Priscilla ManfulCEO, Catholic Children's Aid Society

People, Passion, and Purpose

Manful leads with an ethic of Ubuntu, a concept shared by many people of African descent that refers to the interconnectedness of all people. While there are many different versions of Ubuntu that are culturally specific, its overarching message can be summed up as “I am because we are.” Ubuntu permeates Manful’s approach to public service.

A public service career has allowed Manful to practice Ubuntu daily by giving back to the networks that have nourished her throughout her journey. “It has taken my village to get me to my current state,” Manful explains, “and it is only morally right to dedicate my career to giving back.”

For Manful, “public service means total inclusivity. Everything you do is for everyone in the jurisdiction that you serve.” Giving back has also meant raising awareness of systems of oppression and advocating for meaningful change. It has meant fearlessly advocating for families, listening to their feedback about what is and isn’t working, and implementing that feedback into care systems. Her career in public service has allowed Manful to focus on “people, passion, and purpose rather than profit” and has provided the gratification of seeing families strengthen their relationships through the support of CCAS.

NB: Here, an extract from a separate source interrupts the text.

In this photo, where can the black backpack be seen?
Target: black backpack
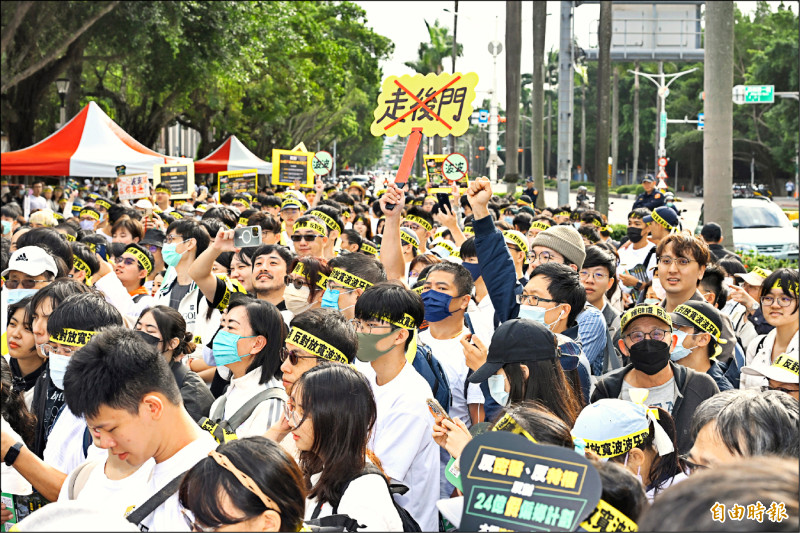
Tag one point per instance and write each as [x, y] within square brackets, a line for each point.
[336, 521]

According to Manful, a career in public service offers real opportunities to make a difference. “There’s fulfilment and gratitude to be found in serving others,” she says, “and public service offers a huge range of opportunities you cannot find anywhere else.” In particular, Manful encourages young people to consider careers in public service and believes that youth are well-positioned to bring meaningful change to existing systems. “I challenge young people to reflect on how they or their families have benefited from public service and to imagine how they can give back and improve on those services,” she says. “Whoever you are, and whatever your background is, public service will welcome you and the skills you bring.”